Reductions in calcification in reef-building corals occur when thermal conditions are suboptimal, but it is unclear how they vary between genera in response to the same thermal stress event. Using densitometry techniques, we investigate reductions in the calcification rate of massive Porites spp. from the Great Barrier Reef (GBR), and P. astreoides, Montastraea faveolata, and M. franksi from the Mesoamerican Barrier Reef (MBR), and correlate them to thermal stress associated with ocean warming. Results show that Porites spp. are more sensitive to increasing temperature than Montastraea, with calcification rates decreasing by 0.40 g cm−2 year−1 in Porites spp. and 0.12 g cm−2 year−1 in Montastraea spp. for each 1°C increase. Under similar warming trends, the predicted calcification rates at 2100 are close to zero in Porites spp. and reduced by 40% in Montastraea spp. However, these predictions do not account for ocean acidification. Although yearly mean aragonite saturation (Ωar) at MBR sites has recently decreased, only P. astreoides at Chinchorro showed a reduction in calcification. In corals at the other sites calcification did not change, indicating there was no widespread effect of Ωar changes on coral calcification rate in the MBR.

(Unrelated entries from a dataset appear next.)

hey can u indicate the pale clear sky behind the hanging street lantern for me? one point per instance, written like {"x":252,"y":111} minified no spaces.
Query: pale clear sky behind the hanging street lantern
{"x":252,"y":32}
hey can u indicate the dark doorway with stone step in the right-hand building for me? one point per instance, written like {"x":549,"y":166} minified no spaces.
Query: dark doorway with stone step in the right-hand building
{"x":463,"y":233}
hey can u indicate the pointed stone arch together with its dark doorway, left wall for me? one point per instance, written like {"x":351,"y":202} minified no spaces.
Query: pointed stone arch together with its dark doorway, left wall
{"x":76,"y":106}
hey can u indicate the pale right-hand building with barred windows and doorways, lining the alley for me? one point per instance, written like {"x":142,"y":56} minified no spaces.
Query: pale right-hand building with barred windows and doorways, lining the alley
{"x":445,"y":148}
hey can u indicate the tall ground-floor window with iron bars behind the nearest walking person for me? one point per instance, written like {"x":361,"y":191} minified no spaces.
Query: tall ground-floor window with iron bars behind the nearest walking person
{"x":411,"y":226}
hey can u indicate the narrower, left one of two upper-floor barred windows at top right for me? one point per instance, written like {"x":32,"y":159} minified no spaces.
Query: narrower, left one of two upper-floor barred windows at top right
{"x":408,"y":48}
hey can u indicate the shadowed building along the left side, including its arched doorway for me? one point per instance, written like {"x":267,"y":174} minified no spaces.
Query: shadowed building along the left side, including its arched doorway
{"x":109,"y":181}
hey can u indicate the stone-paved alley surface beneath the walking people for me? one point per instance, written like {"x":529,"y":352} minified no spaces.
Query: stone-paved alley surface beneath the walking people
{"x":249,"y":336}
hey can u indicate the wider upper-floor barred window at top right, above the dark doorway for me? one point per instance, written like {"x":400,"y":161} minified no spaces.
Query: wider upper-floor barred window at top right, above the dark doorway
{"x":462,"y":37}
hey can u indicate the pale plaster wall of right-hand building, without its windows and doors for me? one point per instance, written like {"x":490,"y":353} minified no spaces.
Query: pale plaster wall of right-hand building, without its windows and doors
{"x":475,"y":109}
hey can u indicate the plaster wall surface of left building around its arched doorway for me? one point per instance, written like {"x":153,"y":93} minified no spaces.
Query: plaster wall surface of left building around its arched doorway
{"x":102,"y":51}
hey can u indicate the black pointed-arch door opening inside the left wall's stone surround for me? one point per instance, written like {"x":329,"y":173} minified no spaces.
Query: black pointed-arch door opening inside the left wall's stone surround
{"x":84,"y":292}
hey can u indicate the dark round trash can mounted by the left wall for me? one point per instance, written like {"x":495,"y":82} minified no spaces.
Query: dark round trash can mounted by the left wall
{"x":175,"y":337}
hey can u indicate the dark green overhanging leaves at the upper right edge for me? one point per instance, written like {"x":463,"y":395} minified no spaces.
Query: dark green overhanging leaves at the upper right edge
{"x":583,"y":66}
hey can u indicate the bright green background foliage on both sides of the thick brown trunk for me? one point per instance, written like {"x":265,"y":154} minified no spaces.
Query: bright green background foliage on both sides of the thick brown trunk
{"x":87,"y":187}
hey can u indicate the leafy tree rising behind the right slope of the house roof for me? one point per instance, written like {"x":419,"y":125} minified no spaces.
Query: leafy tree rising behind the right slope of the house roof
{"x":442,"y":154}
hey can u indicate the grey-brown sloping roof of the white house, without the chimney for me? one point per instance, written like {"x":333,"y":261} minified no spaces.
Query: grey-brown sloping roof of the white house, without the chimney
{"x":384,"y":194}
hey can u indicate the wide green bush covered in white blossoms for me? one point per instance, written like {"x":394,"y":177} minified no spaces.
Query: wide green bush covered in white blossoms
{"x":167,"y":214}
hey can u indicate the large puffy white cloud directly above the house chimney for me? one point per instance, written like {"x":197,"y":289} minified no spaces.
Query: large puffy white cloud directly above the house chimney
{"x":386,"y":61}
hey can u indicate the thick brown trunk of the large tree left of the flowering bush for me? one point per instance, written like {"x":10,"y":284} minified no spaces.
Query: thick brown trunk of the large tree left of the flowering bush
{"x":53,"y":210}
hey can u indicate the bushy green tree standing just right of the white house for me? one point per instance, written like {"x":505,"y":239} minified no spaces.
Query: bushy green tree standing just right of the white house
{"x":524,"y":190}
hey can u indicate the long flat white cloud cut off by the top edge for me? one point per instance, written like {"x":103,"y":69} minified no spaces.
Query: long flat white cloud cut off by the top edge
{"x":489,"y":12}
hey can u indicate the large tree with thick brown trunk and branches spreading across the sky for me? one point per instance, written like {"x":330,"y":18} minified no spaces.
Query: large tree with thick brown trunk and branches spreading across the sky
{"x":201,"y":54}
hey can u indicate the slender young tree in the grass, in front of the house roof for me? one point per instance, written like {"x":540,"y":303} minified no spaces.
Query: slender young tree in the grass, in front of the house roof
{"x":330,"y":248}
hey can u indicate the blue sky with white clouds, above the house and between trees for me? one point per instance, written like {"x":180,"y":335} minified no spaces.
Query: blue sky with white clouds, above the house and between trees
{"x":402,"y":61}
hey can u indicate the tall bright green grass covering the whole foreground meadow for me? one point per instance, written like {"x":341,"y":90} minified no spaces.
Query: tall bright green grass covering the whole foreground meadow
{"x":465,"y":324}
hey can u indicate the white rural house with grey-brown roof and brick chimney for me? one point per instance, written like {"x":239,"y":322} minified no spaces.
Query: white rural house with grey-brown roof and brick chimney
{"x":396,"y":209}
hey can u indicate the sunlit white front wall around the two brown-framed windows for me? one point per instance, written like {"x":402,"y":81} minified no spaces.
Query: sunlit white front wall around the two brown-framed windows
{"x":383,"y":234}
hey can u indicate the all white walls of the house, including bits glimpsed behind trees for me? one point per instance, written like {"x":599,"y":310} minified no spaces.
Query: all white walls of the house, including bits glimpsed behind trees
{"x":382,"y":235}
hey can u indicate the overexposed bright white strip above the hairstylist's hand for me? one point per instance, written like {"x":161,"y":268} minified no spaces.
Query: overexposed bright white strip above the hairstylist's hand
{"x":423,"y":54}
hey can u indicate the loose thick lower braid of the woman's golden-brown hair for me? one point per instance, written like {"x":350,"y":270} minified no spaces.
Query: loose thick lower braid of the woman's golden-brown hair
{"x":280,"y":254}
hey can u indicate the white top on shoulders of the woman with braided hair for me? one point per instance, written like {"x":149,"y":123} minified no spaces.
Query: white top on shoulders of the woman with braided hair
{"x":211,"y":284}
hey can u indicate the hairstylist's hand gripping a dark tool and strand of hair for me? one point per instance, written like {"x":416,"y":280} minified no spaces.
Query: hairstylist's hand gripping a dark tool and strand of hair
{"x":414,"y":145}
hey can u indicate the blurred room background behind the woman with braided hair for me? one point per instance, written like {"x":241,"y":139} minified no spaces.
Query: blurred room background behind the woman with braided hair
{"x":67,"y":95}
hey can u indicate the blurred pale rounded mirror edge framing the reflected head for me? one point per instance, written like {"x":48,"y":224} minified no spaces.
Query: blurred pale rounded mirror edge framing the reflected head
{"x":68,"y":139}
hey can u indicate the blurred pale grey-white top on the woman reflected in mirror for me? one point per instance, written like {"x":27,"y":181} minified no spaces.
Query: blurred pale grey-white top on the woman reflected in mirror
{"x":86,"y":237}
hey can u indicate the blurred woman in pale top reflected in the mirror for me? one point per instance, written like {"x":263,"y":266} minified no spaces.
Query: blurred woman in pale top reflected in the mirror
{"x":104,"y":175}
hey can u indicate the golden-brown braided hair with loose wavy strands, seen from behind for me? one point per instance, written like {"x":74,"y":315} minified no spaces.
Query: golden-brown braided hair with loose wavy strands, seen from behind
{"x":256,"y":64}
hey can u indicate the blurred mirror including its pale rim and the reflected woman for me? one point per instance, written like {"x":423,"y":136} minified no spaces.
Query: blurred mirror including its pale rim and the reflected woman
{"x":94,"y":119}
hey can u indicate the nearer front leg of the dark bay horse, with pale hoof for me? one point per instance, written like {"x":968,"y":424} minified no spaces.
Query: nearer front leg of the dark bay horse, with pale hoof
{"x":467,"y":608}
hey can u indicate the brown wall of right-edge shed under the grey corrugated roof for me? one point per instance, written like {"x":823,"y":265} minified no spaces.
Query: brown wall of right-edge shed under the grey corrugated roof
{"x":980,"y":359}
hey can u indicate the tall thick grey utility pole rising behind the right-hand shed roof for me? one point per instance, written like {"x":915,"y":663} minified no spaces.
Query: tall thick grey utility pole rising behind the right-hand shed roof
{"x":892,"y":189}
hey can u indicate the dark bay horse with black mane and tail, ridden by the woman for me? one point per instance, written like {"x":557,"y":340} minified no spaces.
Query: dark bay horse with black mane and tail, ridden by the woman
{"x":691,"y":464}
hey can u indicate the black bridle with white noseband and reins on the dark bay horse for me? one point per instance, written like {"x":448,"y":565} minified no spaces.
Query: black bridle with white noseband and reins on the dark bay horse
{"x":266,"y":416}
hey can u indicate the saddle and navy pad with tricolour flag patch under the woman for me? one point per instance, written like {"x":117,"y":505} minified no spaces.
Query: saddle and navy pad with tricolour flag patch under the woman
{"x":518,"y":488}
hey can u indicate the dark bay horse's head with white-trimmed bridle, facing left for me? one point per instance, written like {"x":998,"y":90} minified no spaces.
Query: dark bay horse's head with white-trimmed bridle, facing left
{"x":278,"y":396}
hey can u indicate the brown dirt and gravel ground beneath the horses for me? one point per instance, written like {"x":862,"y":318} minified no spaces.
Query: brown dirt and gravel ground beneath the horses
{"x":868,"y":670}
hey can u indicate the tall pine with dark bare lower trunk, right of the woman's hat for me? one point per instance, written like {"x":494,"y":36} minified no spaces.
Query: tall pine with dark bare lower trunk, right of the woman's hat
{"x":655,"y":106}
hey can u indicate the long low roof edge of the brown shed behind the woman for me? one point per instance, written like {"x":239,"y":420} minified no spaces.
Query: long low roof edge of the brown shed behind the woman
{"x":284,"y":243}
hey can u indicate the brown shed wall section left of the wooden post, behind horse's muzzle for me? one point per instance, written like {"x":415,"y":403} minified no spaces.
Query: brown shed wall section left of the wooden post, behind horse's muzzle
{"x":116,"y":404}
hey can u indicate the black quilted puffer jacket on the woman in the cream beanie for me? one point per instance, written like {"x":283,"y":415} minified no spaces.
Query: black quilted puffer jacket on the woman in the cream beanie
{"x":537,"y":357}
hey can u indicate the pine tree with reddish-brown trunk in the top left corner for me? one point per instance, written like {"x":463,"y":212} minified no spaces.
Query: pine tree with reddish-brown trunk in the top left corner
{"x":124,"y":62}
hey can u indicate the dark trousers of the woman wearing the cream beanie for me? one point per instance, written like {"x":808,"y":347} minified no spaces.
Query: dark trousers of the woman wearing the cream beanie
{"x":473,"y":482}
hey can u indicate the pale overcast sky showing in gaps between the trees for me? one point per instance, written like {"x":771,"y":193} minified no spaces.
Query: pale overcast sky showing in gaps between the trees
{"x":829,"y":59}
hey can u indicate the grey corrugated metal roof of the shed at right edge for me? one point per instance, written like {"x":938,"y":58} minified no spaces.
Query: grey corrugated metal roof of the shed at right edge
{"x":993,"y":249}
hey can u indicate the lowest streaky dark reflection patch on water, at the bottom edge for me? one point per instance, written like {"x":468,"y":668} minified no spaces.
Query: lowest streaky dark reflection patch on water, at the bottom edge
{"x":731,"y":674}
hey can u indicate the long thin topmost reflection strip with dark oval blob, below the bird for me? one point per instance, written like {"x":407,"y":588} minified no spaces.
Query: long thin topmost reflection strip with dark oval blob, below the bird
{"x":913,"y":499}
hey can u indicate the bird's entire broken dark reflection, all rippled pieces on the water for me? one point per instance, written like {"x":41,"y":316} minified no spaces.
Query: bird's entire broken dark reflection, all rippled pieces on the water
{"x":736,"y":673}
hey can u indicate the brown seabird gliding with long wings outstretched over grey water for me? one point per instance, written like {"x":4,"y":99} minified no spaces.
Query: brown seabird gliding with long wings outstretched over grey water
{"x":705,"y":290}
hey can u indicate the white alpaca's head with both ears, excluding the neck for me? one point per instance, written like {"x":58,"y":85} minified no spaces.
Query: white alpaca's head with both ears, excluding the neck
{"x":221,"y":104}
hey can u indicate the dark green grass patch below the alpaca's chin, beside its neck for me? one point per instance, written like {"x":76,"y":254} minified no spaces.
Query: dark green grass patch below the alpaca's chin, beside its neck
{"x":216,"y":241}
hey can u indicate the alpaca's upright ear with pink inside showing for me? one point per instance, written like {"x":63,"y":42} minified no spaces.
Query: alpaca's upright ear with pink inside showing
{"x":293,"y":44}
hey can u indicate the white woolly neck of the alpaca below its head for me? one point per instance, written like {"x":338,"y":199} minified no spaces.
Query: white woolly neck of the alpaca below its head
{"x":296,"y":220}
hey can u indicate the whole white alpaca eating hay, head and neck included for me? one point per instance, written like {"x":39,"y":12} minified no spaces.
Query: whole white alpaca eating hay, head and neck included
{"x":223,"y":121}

Even in the absence of ocean acidification, differential reductions in calcification between Porites spp. and Montastraea spp. associated with warming might be expected to have significant ecological repercussions. For instance, Porites spp. invest increased calcification in extension, and under warming scenarios it may reduce their ability to compete for space. As a consequence, shifts in taxonomic composition would be expected in Indo-Pacific reefs with uncertain repercussions for biodiversity. By contrast, Montastraea spp. use their increased calcification resources to construct denser skeletons. Reductions in calcification would therefore make them more susceptible to both physical and biological breakdown, seriously affecting ecosystem function in Atlantic reefs.